The plant material is later stored in open sites where, protected with a net from weather conditions, it remains until delivery. The material can be delivered in the growth or dormant stage. The material is characterized by excellent health (regularly controlled by the Plant Protection Institute) and by well developed roots.
A certain number of wild cherry plants, one plant from each clone produced in vitro and acclimatized to in vivo conditions during the winter of 2009/2010 were pot planted in the spring and monitored. Intensive growth was recorded during spring, and most of the young plants reached a height of over 1 meter (Figure 2).
The disinfection procedure was established for all the 24 clones of wild cherry in all the four seasons of the year. Research was initiated in July 2007. To isolate the explants, 30 cm long twigs were collected from the ramets with vegetative axillary buds in the dormant stage. A total of 23 clones were successfully introduced over the four seasons.

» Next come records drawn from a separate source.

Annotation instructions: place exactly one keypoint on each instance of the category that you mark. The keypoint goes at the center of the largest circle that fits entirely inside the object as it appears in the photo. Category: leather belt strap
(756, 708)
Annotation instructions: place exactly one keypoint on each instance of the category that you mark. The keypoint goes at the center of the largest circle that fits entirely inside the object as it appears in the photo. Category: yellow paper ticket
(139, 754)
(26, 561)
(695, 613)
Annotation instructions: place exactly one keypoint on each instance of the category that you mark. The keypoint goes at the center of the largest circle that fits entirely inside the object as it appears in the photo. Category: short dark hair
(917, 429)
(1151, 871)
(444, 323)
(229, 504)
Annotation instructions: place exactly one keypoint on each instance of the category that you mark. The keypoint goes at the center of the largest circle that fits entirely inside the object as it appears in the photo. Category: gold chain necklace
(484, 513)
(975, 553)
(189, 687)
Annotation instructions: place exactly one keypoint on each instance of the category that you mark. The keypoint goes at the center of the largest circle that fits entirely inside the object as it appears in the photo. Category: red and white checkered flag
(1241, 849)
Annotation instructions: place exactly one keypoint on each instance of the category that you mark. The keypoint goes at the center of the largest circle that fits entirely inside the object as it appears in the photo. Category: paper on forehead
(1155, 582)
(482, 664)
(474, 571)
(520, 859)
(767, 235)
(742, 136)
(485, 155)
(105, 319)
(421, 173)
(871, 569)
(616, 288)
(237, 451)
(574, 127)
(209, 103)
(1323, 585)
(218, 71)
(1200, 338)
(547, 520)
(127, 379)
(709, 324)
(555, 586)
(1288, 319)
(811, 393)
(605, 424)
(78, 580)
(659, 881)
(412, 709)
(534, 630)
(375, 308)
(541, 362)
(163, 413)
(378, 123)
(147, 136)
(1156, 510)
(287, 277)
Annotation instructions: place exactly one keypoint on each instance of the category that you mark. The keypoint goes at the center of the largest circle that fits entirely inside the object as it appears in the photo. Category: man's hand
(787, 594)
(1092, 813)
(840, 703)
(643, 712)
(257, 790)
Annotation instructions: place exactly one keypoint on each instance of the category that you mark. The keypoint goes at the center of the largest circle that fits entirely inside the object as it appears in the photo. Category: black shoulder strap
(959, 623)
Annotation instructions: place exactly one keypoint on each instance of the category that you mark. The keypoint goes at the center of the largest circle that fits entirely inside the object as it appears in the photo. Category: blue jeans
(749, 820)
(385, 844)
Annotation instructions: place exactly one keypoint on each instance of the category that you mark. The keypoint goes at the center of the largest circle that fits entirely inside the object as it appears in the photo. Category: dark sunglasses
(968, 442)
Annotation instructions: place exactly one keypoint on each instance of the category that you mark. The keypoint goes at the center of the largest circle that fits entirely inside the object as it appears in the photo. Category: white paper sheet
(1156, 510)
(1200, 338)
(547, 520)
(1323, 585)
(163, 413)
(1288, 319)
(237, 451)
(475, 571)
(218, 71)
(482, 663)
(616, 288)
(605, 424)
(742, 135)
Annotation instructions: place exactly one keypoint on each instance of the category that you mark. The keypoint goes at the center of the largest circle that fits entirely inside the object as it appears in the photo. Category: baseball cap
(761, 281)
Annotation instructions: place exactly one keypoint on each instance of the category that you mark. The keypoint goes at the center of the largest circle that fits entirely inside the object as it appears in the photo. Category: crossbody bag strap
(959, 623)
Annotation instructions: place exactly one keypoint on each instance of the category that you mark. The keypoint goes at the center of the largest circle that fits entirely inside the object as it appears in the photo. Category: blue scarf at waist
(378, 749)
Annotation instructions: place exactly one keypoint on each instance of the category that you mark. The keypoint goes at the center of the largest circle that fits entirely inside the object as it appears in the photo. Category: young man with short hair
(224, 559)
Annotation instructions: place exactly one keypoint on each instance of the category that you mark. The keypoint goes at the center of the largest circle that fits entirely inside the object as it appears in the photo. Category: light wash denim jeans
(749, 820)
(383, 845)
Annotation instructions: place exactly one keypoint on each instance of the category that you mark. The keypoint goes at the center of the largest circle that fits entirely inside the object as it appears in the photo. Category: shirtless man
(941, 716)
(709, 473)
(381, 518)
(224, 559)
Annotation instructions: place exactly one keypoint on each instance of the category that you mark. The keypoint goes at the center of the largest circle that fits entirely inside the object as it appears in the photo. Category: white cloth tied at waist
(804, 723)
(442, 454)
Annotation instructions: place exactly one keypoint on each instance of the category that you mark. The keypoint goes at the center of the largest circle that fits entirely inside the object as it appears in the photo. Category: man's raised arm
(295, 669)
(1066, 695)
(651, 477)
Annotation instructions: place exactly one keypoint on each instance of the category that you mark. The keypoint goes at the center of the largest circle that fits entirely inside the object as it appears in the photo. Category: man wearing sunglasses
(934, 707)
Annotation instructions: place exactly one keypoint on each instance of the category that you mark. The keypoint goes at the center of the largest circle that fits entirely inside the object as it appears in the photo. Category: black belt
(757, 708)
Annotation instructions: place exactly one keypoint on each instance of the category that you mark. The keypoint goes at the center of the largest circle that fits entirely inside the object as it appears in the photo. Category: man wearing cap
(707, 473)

Clone L3 was not successfully disinfected and was not introduced into the initial culture.
In several of the published papers on micropropagation of wild cherry (Harrington et al. 1994; Pevalek et al. 1994; Hammatt and Grant 1997; Hammatt 1999; Osterc et al. 2004; Ďurković 2006; Mansseri-Lamrioui et al. 2009), the initial explants were established by means of axillary or terminal buds. Initial explants are generally established in the initial culture during active growth of the mother plant in early spring. Fidanci et al. (2008) reports on the introduction of explants from the end of April to the beginning of June, since later collection of explants leads to a high degree of contamination, browning of clumps and reduced growth accompanied by a low multiplication rate. The introduction of woody plant material of wild cherry into the initial micropropagation culture may also present a problem due to overmature ortets or the infected initial material growing in natural forest habitats.

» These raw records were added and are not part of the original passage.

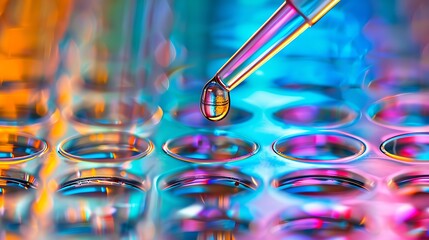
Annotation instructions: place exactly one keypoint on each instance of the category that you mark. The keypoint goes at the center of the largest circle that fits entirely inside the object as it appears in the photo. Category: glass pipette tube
(291, 19)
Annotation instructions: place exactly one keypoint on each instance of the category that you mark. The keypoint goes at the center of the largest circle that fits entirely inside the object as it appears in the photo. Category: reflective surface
(401, 111)
(319, 221)
(190, 115)
(323, 183)
(408, 147)
(16, 148)
(208, 182)
(105, 147)
(319, 147)
(320, 115)
(210, 148)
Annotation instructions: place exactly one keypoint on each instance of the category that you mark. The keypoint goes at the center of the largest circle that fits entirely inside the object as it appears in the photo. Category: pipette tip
(214, 100)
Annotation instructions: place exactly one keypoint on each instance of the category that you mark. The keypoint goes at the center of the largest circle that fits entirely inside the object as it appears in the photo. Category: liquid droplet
(214, 101)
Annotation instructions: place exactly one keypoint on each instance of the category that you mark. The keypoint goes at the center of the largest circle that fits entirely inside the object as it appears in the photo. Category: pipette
(291, 19)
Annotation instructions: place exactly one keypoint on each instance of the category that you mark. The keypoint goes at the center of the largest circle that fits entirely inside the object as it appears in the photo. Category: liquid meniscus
(215, 101)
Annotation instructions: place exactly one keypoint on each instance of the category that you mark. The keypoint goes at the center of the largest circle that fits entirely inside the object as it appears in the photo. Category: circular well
(101, 183)
(210, 148)
(329, 114)
(323, 183)
(413, 147)
(319, 221)
(15, 148)
(114, 114)
(108, 147)
(319, 147)
(101, 201)
(16, 182)
(208, 182)
(401, 111)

The need to produce wild cherry in vitro may also occur during different seasons, particularly if a certain genotype should be preserved. For this reason, it is of utmost importance to disinfect the initial material of wild cherry throughout the year.
According to the results of different research (Pevalek-Kozlina and Jelaska 1987; Sedlak et al. 2008; Scaltsoyiannes et al. 2009), the best time of collection and establishment is at the beginning of vegetation and intensive growth in the spring. Such material is healthy and is hardly ever contaminated with pathogens or external agents. The research resulted in a high survival rate of the initial explants (70-80%), and all the clones were introduced into the initial culture.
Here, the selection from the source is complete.